Stanford's Trustworthy AI Research Lab found that model-level guardrails alone are insufficient: fine-tuning attacks bypassed Claude Haiku in 72% of test cases and GPT-4o in 57%. Securing what the model says does not secure what the agent does.
Many agents operating inside enterprise environments were deployed by individual teams without security review. They connect to tools, MCP servers, and external APIs that the security team has never mapped or approved.
Gravitee found that only 24.4% of organizations have full visibility into which AI agents are communicating with each other. More than half of all agents run without security oversight or logging. The average organization now manages 37 deployed agents, and that number grows every quarter.
CSA's survey flagged agent decommissioning as a particular risk: only 21% of organizations have formal decommissioning processes.
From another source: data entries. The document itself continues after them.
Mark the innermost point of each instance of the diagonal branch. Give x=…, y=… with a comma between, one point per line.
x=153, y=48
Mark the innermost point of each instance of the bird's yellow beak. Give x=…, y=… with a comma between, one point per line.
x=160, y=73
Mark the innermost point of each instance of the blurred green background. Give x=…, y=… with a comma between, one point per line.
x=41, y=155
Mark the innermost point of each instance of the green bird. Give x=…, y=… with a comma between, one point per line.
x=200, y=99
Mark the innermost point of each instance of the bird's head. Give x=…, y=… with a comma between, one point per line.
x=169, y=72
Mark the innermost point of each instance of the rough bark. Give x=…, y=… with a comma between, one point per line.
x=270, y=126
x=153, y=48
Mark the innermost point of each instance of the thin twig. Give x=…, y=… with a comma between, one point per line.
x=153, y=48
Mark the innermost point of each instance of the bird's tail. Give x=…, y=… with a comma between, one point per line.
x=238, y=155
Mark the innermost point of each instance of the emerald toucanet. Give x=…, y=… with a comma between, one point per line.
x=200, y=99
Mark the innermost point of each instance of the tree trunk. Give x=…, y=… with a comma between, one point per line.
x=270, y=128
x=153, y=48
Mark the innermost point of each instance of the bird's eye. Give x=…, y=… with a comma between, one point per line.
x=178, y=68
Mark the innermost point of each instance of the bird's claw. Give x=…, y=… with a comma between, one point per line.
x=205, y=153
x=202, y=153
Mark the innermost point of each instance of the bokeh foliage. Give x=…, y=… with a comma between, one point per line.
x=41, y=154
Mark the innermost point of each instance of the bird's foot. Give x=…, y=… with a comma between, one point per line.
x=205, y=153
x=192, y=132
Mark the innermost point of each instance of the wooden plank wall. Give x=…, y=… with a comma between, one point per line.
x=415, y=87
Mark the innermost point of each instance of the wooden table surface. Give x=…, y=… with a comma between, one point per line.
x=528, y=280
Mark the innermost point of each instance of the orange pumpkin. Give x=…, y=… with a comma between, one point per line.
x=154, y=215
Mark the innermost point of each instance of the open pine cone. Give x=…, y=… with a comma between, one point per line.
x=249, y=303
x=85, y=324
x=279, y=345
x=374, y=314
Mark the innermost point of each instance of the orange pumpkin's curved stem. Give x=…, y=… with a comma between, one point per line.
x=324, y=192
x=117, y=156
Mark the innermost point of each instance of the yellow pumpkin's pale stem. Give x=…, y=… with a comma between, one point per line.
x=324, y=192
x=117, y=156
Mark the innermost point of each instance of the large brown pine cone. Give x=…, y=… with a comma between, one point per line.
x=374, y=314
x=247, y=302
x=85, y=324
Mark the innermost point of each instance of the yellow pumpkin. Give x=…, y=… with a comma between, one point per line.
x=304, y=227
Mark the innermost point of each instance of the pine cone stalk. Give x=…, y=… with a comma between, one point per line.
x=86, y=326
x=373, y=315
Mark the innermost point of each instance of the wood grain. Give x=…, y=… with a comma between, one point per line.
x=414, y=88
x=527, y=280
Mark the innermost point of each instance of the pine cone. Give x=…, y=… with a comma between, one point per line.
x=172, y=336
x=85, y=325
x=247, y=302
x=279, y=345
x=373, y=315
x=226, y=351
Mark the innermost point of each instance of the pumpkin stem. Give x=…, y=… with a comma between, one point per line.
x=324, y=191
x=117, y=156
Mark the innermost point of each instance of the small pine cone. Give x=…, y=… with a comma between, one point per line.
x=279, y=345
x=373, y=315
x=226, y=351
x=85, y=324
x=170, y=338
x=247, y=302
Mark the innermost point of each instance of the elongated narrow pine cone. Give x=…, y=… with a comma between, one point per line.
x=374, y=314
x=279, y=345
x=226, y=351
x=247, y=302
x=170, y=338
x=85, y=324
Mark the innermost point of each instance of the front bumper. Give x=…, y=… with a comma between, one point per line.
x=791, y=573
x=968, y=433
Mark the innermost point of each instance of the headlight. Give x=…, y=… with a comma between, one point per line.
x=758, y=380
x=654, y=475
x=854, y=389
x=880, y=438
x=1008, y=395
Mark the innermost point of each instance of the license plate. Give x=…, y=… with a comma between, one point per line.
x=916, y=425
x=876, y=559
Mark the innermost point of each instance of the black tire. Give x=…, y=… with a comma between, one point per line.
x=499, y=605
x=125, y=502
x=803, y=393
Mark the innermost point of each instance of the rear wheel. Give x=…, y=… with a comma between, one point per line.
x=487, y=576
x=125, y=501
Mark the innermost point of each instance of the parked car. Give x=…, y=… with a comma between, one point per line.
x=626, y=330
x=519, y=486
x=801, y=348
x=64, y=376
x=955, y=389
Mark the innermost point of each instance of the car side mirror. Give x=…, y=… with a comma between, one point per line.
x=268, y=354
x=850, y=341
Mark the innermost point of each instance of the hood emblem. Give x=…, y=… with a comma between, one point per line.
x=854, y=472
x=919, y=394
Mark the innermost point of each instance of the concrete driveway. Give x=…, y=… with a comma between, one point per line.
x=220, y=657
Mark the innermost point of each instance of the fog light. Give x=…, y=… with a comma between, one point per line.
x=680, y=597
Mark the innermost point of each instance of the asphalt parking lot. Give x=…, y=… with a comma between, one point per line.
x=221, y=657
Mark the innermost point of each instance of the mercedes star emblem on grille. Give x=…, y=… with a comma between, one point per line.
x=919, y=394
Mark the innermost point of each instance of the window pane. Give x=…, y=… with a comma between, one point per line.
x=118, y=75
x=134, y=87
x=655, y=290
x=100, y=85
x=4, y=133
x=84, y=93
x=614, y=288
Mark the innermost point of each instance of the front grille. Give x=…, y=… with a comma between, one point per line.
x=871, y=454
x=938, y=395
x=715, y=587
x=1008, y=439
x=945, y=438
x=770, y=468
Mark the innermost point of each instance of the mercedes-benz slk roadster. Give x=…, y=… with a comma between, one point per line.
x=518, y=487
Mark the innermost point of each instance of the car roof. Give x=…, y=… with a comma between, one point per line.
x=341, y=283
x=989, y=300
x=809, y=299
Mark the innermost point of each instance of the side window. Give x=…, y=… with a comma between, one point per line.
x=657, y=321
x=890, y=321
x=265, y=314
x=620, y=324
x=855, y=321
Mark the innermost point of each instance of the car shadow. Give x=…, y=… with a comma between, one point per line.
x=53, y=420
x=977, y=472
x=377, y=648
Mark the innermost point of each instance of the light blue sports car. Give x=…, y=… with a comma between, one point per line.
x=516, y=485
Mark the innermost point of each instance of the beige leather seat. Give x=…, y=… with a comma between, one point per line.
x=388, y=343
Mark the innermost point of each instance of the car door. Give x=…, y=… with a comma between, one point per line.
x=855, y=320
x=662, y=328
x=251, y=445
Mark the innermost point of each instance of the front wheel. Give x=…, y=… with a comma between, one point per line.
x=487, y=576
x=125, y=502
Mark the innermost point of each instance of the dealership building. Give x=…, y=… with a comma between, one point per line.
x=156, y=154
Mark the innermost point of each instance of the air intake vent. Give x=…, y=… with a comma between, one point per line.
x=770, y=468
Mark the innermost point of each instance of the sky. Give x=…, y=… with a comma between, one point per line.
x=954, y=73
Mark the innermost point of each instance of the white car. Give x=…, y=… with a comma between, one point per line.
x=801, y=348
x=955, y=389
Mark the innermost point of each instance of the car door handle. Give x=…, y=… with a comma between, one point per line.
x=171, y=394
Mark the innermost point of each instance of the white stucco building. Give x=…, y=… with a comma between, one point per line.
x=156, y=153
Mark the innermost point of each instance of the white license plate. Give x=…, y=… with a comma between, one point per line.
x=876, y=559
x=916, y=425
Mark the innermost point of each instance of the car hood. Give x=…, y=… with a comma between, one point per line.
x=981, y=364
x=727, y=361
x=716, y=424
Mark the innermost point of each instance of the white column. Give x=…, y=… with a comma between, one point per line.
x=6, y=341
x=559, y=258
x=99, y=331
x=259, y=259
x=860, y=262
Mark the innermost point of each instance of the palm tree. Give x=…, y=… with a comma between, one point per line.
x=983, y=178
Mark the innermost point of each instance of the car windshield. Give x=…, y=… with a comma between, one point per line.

Decommissioned agents retain permissions and credentials long after their intended use, creating what CSA calls "retirement debt" , a structural exposure that accumulates quietly until something breaks.
Most organizations treat AI agents as extensions of human users, assigning them to shared service accounts or existing credentials. 45.6% of technical teams rely on shared API keys for agent-to-agent authentication, according to Gravitee. When multiple agents share credentials, attribution becomes impossible.
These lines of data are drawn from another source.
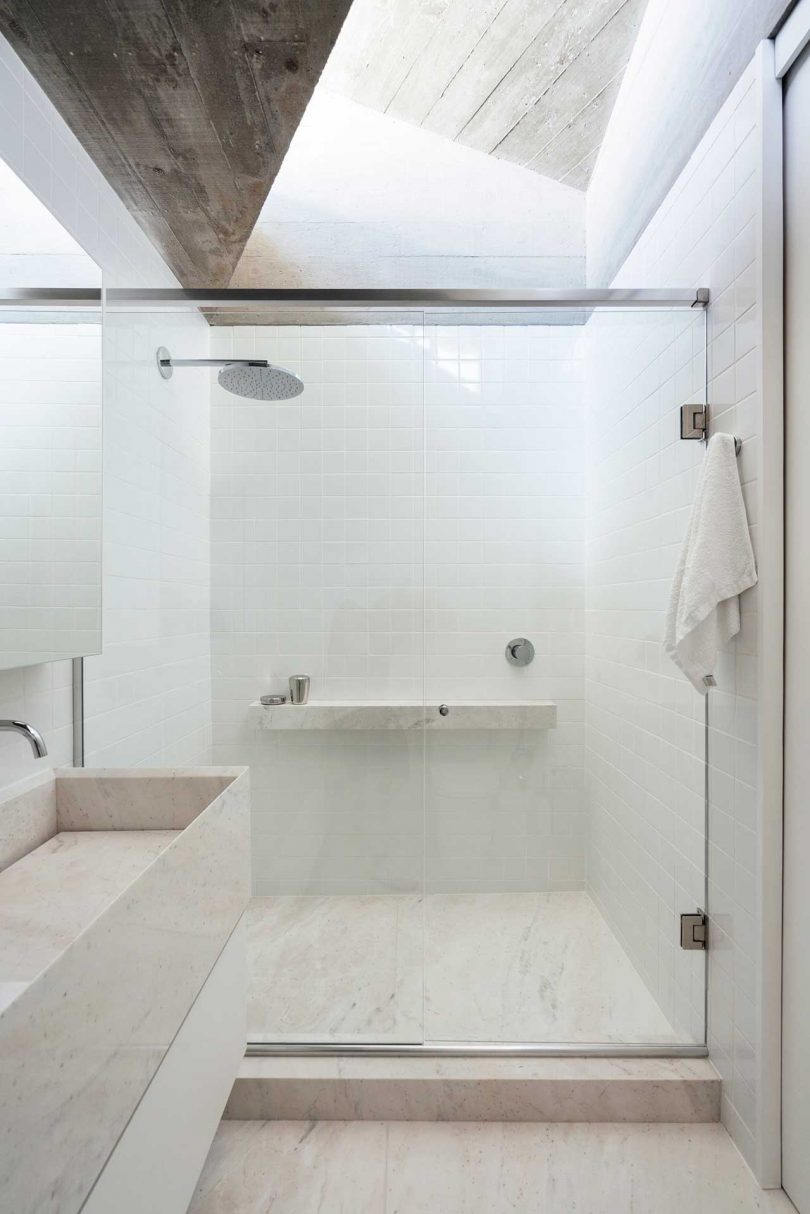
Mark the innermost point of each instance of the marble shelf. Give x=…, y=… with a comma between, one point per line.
x=335, y=714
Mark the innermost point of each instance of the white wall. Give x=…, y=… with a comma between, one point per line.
x=147, y=698
x=707, y=233
x=364, y=199
x=319, y=515
x=685, y=62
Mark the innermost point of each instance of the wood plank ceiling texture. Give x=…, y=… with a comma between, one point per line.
x=186, y=106
x=532, y=81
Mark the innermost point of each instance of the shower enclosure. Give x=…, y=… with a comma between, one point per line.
x=456, y=847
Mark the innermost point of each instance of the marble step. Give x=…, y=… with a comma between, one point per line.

Only 21.9% of teams treat AI agents as independent, identity-bearing entities with their own access scopes and audit trails. The organizations that do can attribute actions, scope blast radius, and isolate a compromised agent without taking down entire workflows.
Microsoft's Agent 365 May 2026 update is the most visible vendor attempt to close this gap. The platform now includes a centralized registry for all AI agents (Microsoft-built, internal, and third-party), a real-time dashboard for monitoring agent activity, shadow AI detection that integrates with Defender and Intune, admin approval workflows, automated governance rules, conditional access policies for agents, and MCP server management.
Cisco's AI Defense solution expanded in February 2026 to add runtime protections against tool abuse and supply chain manipulation at the MCP layer. CrowdStrike has also moved to address execution-layer attacks specifically.
These tools are arriving faster than the frameworks meant to guide them. NIST's AI Agent Standards initiative is a multi-year effort with first deliverables expected in late 2026. The EU AI Act and ISO 42001 predate agentic AI entirely. CSA's own AI Controls Matrix is being updated, but the current version was not designed for autonomous agents that create and instruct other agents.